A balsa da GS Inima Samar para captação de água do rio Tietê, em Araçatuba (SP), já está preparada, caso o nível do rio reduza durante este período de estiagem. A estrutura pesa seis toneladas, tem seis metros quadrados e capacidade para bombear 800 mil litros de água por hora.
Esse volume é bombeado para a ETA (Estação de Tratamento de Água) Tietê, no bairro Ipanema, a 15 quilômetro do rio. Daí, a água após tratada é distribuída para mais de 50 bairros, o que corresponde a 40% da população.
Segundo a concessionária, o nível do Tietê atualmente está 1,63 metro mais baixo em comparação com o final de agosto do ano passado. O nível do rio é controlado pelo Operador Nacional do Sistema Elétrico e a captação em Araçatuba faz parte da Represa da Hidrelétrica de Três Irmãos, em Pereira Barreto.
Com esse nível, a água ainda chega até as canaletas de entrada da captação e não precisa de bombeamento. Será preciso que o volume baixe mais 1,59 metro para atingir o nível crítico e seja necessária a utilização da estrutura flutuante.
Teste
O teste com a balsa foi feito nesta terça-feira (31), com a presença do diretor-presidente da GS Inima Samar, Paulo Roberto de Oliveira; do diretor técnico, Eduardo Caldeira, e do prefeito Dilador Borges (PSDB). Os comissários da AGRF (Agência Reguladora e Fiscalizadora DAEA), Márcio Saito e Petrônio Lima, também estiveram presentes.
Segundo o diretor-presidente da GS Inima Samar, o objetivo é preservar o abastecimento de água para a população da cidade. "Temos vivido, de tempos em tempos, crises hídricas com pouca chuva, demanda a mais de energia e consumo maior de água nas hidrelétricas. Isso nos deixa preocupados, mas estamos preparados e estruturados para garantir o abastecimento da população”, afirma.
Iniciativa
Dilador elogioi à assessoria de imprensa da concessionária a preocupação da empresa com o bem-estar da população. "Temos visto várias regiões com falta de água, inclusive em São José do Rio Preto. Vir aqui e ver que a empresa está preparada para qualquer eventualidade nos traz tranquilidade”, disse.
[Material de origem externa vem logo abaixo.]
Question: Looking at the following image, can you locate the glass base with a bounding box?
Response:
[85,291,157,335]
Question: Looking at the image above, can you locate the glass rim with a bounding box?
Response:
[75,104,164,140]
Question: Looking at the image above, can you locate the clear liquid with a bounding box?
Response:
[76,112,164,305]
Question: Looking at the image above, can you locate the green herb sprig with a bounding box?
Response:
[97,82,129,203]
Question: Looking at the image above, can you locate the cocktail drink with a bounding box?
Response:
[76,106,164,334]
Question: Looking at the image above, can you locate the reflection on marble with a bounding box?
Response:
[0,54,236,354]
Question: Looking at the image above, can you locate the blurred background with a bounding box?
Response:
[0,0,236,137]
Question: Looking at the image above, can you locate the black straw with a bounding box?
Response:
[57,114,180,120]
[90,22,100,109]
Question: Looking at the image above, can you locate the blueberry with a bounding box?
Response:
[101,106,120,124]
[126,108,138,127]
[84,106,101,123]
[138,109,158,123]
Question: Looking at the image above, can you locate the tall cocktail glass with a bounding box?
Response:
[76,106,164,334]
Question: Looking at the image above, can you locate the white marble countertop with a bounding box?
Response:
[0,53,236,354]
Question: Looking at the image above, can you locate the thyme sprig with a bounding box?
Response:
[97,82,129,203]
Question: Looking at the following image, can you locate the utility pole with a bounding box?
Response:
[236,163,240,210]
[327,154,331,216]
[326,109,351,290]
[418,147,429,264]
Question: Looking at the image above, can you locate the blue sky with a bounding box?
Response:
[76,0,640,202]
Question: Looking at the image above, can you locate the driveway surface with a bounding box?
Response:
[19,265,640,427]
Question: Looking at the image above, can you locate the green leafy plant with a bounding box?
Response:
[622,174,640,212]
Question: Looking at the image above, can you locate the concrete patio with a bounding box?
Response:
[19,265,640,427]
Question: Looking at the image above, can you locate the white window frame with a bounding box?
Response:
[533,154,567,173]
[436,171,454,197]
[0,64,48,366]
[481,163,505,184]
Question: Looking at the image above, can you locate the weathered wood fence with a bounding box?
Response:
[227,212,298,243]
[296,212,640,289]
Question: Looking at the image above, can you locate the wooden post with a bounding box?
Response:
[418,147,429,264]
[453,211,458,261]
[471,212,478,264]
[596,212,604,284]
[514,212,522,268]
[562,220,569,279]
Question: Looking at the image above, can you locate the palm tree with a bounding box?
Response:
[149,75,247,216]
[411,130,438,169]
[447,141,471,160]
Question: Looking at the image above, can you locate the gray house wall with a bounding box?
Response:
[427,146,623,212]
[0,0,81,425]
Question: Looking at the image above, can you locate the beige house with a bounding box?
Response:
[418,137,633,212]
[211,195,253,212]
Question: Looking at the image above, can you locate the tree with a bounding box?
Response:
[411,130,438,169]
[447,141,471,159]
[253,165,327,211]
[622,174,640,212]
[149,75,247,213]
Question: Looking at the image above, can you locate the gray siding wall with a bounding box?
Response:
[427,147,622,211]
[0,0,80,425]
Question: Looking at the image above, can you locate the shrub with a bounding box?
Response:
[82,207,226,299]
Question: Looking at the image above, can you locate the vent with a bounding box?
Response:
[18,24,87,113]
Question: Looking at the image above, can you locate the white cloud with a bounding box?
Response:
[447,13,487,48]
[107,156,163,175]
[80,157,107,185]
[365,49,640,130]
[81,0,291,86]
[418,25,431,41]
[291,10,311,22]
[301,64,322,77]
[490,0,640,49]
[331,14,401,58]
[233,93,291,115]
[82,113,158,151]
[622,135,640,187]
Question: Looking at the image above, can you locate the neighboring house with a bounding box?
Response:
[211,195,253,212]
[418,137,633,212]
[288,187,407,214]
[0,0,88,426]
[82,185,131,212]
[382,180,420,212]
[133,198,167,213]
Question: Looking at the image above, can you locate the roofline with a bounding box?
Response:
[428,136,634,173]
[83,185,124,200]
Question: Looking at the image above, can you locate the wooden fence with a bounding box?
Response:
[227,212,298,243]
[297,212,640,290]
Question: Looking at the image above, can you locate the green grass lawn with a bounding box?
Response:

Ele reforça que, embora a cidade esteja pronta para evitar um racionamento, o uso consciente da água deve continuar. “Não abriremos mão do uso racional da água. Além da água tratada ser cara, precisamos utilizá-la com responsabilidade para que esse recurso hídrico esteja sempre disponível” , completa.
O comissário-geral da AGRF lembra que a plataforma de captação foi utilizada pela primeira vez em 2014 e que existe a possibilidade de ela ser necessária novamente este ano. “Temos acompanhado o nível do rio e ele realmente tem baixado. É essencial que esse movimento (de teste da captação) seja feito agora, antes que haja a necessidade de utilização efetiva da balsa” , afirma.
Chuva
O pluviômetro da GS Inima Samar registrou apenas 1,4 milímetro de chuva durante a preciptação que caiu no último final de semana, mas medições em outros pontos da cidade esse volume chegou a 4 milímetros. Esse índice é insignificante tendo em vista que não chovia na região há dois meses. A última chuva registrada foi em 10 de junho, com 24 milímetros.
Por causa da estiagem, a concessionária monitora diariamente o nível do Ribeirão Baguaçu (que abastece 50% da cidade) e do Tietê (que abastece 40%). A produção de água continua estável, com média mensal de 2 milhões de m³. O consumo por habitante é de 220 litros por dia, o dobro do recomendado pela OMS, que é de 110 litros/dia.